The first one lacks the implicit \0 terminator present in the second. Thus:
The first is 1 less than the second, memory-wise
Doing strlen on the first is undefined behavior (since it lacks the terminator)
Lack of terminating null character as you say.
When the strlen function is called on s1, it counts the characters until it finds a terminating '\0'. You may have different result depending on how your memory is initialized.
Your definition of s2 is actually equivalent to
char s2[] = { 'M', 'y', 'W', 'o', 'r', 'd', '\0' };
s1 is only 9 by happenstance; you can only use strlen on terminated strings. Declare it as char s1[] = { 'M', 'y', 'W', 'o', 'r', 'd', '\0' }; and see what happens.
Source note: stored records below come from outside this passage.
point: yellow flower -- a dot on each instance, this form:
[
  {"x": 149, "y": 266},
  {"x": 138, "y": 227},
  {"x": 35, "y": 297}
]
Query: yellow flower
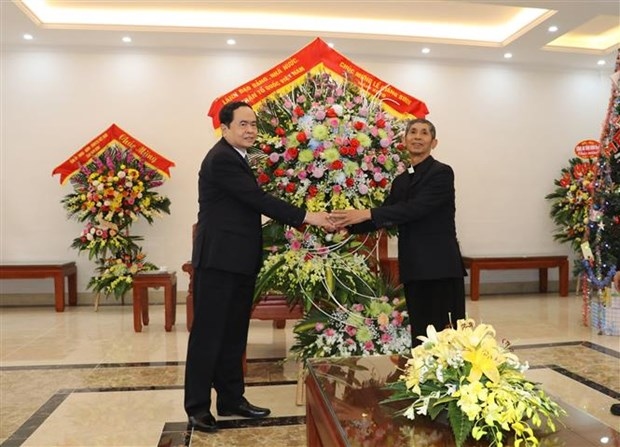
[{"x": 482, "y": 362}]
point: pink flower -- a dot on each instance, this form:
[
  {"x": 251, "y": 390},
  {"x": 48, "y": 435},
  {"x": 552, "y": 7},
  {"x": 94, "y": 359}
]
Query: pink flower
[
  {"x": 317, "y": 172},
  {"x": 386, "y": 338},
  {"x": 319, "y": 115}
]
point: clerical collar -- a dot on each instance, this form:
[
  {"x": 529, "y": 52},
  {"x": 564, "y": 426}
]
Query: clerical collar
[{"x": 242, "y": 152}]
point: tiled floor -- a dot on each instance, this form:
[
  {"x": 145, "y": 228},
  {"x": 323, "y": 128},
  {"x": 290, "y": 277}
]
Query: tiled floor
[{"x": 84, "y": 378}]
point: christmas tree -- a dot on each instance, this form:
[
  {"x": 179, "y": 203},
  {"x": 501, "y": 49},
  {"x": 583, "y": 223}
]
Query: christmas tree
[
  {"x": 604, "y": 219},
  {"x": 602, "y": 246}
]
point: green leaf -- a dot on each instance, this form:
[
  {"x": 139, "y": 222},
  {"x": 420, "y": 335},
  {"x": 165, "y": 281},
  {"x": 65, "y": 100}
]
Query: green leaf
[{"x": 460, "y": 423}]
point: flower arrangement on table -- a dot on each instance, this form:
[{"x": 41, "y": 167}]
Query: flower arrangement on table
[
  {"x": 479, "y": 383},
  {"x": 110, "y": 193},
  {"x": 325, "y": 144},
  {"x": 375, "y": 326}
]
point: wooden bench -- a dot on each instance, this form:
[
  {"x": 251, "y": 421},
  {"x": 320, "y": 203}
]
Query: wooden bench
[
  {"x": 56, "y": 271},
  {"x": 272, "y": 307},
  {"x": 542, "y": 263},
  {"x": 141, "y": 284}
]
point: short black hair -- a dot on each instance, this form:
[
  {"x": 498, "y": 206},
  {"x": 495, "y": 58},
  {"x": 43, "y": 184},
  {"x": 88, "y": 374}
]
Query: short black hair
[
  {"x": 227, "y": 112},
  {"x": 431, "y": 126}
]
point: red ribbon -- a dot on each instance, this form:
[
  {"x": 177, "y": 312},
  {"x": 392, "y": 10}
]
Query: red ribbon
[
  {"x": 101, "y": 142},
  {"x": 296, "y": 66}
]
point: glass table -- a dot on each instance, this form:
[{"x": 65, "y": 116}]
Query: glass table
[{"x": 343, "y": 408}]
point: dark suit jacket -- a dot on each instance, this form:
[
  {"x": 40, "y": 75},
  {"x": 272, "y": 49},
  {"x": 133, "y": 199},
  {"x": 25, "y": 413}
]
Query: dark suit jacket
[
  {"x": 422, "y": 205},
  {"x": 229, "y": 232}
]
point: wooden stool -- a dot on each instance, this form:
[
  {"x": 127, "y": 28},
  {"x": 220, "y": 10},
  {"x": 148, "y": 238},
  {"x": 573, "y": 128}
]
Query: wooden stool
[{"x": 141, "y": 283}]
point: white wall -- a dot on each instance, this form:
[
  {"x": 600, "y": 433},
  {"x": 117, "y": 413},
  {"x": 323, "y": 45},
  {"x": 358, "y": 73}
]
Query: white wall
[{"x": 506, "y": 130}]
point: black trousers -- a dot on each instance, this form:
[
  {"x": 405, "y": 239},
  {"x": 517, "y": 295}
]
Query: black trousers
[
  {"x": 440, "y": 302},
  {"x": 218, "y": 338}
]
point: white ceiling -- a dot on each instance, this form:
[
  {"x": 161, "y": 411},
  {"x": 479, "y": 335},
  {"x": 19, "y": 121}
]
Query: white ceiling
[{"x": 445, "y": 27}]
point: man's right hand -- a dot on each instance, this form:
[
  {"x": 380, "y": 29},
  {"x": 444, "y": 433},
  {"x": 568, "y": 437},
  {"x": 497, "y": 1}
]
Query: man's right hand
[{"x": 320, "y": 219}]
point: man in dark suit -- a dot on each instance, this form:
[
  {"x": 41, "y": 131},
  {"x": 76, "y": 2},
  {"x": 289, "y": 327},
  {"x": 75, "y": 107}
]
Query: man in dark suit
[
  {"x": 422, "y": 204},
  {"x": 227, "y": 255}
]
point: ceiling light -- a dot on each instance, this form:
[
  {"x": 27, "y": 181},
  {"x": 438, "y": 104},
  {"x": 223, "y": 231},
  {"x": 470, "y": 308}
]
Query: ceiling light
[{"x": 512, "y": 20}]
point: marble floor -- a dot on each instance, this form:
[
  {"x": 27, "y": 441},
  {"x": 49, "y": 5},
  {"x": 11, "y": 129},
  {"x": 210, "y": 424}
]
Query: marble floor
[{"x": 85, "y": 378}]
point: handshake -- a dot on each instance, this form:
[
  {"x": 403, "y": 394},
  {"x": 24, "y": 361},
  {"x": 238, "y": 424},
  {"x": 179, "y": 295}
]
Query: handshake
[{"x": 338, "y": 219}]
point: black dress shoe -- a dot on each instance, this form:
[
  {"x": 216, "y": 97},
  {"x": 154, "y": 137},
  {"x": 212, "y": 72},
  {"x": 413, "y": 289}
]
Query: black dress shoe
[
  {"x": 205, "y": 422},
  {"x": 244, "y": 409}
]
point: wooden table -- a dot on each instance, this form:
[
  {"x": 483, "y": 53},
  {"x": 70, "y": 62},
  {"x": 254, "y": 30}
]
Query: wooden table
[
  {"x": 542, "y": 263},
  {"x": 271, "y": 307},
  {"x": 57, "y": 271},
  {"x": 343, "y": 409},
  {"x": 141, "y": 283}
]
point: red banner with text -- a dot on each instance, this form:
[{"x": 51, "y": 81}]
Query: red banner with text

strlen(s1) can return any value > 6. because he is searching for the first '\0' char and you didn't provide it.
In your code,
s1 and s2 are arrays of char.
s1 last element is d, whereas s2 last element is \0.
That is, there is one more character in s2. It is a null-terminated string but s1 is not a null-terminated string.
Since s1 is not a null-terminated string, the expression strlen(s1) would invoke undefined behavior, as strlen will continue reading s1 beyond the last element.